Drastic changes to the functioning of microfinance institutions have been recommended by a panel appointed by Reserve Bank of India. The Malegam panel has proposed a cap of 24% on the interest charged and an upper limit of 25,000 Rupees ($549; £344) on individual loans.It suggests that not more than two institutions should be allowed to lend to the same borrower.Its has advised that loan tenure must vary with its amount.
Protecting the borrower
The operating style of many microfinance institutions (MFIs) has been criticised of late. There have been accusations of charging unreasonable fees and using loan sharks to collect outstanding payments.This has led many to raise concerns that institutions are doing more damage to the poor, rather than providing a helping hand. In its report, the panel made an effort to address these concerns.
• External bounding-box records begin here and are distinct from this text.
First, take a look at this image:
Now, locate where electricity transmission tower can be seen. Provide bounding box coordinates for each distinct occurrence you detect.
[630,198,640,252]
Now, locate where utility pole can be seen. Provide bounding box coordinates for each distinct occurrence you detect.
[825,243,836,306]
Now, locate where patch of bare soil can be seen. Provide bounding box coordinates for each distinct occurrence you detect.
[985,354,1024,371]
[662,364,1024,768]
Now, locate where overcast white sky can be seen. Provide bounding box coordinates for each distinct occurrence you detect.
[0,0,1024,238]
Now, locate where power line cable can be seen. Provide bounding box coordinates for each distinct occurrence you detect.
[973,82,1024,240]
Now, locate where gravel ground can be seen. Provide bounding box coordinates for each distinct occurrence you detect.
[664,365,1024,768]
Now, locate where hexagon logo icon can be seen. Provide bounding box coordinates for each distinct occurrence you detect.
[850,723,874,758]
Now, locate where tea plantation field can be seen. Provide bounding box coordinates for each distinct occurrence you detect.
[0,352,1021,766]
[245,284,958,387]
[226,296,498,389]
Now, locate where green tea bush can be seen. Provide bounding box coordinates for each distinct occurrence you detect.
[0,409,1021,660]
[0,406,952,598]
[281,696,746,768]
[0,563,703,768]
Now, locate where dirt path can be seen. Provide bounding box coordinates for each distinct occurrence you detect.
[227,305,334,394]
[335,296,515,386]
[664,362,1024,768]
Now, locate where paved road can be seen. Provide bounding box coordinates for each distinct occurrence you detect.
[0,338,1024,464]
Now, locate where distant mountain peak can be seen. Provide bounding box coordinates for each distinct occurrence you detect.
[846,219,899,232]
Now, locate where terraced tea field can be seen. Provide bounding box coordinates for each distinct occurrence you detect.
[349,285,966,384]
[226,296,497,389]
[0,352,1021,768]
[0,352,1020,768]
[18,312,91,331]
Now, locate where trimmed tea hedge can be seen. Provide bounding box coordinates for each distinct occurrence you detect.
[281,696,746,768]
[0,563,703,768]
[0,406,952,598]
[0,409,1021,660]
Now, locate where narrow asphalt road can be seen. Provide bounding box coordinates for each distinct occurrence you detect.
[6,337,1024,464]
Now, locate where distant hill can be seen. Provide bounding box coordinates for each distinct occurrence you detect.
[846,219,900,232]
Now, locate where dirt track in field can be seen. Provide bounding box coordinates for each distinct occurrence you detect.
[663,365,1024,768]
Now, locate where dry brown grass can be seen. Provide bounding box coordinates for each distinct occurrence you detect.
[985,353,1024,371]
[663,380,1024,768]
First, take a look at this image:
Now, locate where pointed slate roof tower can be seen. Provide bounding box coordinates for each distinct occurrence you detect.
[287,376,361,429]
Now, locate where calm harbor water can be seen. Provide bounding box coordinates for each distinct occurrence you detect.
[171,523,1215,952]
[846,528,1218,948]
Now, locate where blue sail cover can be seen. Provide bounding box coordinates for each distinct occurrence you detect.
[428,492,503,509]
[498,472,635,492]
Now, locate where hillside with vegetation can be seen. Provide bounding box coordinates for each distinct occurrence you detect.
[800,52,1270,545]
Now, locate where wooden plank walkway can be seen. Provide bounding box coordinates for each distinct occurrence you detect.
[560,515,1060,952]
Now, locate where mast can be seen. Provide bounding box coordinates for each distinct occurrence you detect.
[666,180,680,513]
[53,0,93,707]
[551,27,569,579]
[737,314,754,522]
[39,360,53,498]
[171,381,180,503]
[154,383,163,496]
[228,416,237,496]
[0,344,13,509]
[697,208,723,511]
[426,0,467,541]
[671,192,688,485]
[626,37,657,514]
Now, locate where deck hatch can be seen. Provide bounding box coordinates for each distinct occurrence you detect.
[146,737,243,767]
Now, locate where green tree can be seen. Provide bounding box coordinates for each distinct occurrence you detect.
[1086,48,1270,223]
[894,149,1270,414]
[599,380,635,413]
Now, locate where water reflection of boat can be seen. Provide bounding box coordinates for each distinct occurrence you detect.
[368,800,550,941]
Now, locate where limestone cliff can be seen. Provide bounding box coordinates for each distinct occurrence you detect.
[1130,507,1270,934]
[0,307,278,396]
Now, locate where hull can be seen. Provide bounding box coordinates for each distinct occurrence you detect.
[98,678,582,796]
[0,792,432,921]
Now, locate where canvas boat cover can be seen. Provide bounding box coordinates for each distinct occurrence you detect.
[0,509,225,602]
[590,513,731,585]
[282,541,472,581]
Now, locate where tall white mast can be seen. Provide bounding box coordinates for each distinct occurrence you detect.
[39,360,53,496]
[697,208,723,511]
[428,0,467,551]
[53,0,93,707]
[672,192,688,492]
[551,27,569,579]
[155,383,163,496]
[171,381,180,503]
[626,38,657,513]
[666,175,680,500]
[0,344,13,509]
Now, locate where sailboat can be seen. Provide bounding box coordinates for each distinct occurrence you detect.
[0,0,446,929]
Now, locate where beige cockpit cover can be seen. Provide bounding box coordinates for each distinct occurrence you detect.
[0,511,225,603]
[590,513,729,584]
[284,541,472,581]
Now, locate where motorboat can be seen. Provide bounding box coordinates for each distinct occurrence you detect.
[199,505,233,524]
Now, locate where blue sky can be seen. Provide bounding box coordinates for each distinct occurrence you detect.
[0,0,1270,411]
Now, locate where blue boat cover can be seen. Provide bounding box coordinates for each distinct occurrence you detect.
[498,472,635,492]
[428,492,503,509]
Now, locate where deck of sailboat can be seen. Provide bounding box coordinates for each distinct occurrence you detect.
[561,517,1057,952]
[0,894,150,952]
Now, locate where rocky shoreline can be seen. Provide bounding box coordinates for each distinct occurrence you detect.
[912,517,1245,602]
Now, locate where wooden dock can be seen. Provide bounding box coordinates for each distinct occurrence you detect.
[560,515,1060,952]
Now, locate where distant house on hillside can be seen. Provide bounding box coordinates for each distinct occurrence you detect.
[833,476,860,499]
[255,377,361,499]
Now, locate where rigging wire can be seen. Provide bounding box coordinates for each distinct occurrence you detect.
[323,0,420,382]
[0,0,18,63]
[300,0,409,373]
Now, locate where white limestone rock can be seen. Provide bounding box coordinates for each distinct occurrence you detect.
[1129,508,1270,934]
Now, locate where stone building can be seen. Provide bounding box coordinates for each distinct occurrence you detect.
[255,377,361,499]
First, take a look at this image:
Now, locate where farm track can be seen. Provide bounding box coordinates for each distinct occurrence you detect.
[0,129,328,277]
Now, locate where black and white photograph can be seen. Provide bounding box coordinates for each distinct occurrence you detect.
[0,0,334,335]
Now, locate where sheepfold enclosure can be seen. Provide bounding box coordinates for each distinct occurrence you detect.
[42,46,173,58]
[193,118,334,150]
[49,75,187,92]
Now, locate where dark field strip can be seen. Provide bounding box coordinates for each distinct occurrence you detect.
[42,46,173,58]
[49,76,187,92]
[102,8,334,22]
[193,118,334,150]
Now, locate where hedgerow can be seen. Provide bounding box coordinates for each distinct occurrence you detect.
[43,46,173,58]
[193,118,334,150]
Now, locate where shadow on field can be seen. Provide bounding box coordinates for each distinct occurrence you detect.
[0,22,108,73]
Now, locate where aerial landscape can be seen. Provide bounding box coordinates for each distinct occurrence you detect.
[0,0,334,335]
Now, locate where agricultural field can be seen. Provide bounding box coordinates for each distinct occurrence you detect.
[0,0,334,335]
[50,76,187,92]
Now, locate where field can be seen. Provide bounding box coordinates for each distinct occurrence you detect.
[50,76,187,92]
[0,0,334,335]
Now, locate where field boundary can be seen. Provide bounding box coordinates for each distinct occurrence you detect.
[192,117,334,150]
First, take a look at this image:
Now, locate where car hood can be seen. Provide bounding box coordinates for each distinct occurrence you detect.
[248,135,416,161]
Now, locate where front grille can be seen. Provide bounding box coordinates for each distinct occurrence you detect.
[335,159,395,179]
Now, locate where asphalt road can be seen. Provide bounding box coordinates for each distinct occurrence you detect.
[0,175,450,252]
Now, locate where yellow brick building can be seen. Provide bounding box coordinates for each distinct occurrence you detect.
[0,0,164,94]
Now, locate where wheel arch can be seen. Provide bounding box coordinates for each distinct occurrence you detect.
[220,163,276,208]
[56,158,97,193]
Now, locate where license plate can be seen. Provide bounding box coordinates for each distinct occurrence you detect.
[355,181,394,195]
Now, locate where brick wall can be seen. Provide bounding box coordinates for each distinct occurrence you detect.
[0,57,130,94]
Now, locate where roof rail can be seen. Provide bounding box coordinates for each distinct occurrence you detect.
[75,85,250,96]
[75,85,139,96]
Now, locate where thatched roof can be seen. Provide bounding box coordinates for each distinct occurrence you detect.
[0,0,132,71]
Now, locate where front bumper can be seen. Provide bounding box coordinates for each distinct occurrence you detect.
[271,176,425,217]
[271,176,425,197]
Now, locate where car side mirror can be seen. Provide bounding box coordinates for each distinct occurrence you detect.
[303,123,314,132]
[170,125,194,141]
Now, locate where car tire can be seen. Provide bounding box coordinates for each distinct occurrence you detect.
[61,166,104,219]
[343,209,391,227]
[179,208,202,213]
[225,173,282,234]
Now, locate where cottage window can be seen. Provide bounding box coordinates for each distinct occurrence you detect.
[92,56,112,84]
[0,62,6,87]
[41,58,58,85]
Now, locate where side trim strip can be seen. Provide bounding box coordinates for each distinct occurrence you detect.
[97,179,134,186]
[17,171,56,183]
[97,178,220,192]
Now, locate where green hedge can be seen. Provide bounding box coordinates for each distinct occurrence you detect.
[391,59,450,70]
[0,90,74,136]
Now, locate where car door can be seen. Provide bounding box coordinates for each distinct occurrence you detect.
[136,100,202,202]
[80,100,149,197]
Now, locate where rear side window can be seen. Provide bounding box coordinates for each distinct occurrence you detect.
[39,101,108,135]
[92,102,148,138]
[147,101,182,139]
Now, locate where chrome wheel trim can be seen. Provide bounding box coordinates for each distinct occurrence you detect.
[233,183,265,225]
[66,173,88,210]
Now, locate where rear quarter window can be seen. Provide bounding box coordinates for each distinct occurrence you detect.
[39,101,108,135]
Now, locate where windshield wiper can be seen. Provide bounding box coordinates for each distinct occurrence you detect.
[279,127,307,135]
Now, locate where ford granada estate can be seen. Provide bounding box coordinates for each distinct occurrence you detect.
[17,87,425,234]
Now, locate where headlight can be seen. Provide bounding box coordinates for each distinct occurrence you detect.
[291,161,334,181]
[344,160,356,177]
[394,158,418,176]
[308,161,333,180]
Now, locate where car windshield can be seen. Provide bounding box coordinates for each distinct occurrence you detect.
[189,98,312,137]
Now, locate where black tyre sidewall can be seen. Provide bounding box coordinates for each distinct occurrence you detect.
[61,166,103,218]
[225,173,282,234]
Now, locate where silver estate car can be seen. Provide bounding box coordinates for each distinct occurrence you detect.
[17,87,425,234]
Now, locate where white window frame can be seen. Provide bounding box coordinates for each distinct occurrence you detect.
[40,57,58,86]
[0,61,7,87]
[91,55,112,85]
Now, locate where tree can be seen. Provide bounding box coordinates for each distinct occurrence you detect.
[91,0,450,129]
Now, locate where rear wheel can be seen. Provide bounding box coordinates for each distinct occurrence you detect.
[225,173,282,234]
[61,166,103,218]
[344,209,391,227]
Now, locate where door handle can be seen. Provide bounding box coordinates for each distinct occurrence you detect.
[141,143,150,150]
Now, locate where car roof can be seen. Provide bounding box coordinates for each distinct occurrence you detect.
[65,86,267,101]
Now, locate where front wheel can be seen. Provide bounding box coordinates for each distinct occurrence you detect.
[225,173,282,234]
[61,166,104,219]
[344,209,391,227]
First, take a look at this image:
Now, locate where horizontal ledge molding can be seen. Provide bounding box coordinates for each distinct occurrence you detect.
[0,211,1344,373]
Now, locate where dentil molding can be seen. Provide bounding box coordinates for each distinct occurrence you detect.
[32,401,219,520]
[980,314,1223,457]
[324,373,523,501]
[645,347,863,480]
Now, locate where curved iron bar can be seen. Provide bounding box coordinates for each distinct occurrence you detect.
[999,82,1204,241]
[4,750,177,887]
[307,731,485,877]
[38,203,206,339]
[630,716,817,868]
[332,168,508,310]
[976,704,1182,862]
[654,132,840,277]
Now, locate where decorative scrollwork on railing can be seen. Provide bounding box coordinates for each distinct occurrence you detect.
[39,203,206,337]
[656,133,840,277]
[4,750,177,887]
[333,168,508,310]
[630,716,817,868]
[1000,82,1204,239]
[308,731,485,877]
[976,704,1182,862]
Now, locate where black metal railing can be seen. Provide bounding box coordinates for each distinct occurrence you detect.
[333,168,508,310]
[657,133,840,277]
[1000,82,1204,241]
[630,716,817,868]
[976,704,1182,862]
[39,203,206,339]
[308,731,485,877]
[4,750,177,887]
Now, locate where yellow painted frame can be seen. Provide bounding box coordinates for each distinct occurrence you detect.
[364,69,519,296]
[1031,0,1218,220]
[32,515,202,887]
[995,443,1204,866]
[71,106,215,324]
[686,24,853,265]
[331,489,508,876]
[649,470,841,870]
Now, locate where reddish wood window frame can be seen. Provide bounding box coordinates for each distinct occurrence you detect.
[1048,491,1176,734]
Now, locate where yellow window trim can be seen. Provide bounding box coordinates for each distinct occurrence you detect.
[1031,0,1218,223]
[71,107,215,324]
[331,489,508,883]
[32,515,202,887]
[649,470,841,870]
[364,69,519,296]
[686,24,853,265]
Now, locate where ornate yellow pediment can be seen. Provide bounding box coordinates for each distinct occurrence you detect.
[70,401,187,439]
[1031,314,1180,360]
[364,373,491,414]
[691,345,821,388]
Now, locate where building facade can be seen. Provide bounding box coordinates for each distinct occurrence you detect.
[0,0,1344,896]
It proposed a transparency in charges, with an MFI allowed to levy only three charges - processing fee, interest and insurance charge.It also said that that there should be a minimum period of moratorium between the disbursement of loan and the commencement of recovery.In case of late payments, the onus to avoid using coercive recovery methods has also been put on the lenders.
New Regulations
The committee has asked the the Reserve Bank to prepare a draft Customer Protection Code to be adopted by all MFIs.Its suggestions also include the setting up of a proper grievance redressal procedures and establishment of ombudsmen to settle any disputes.While recognising the need to protect borrowers, it is has cautioned that if the recovery of funds is affected, MFIs will be reluctant to lend and the needy will suffer.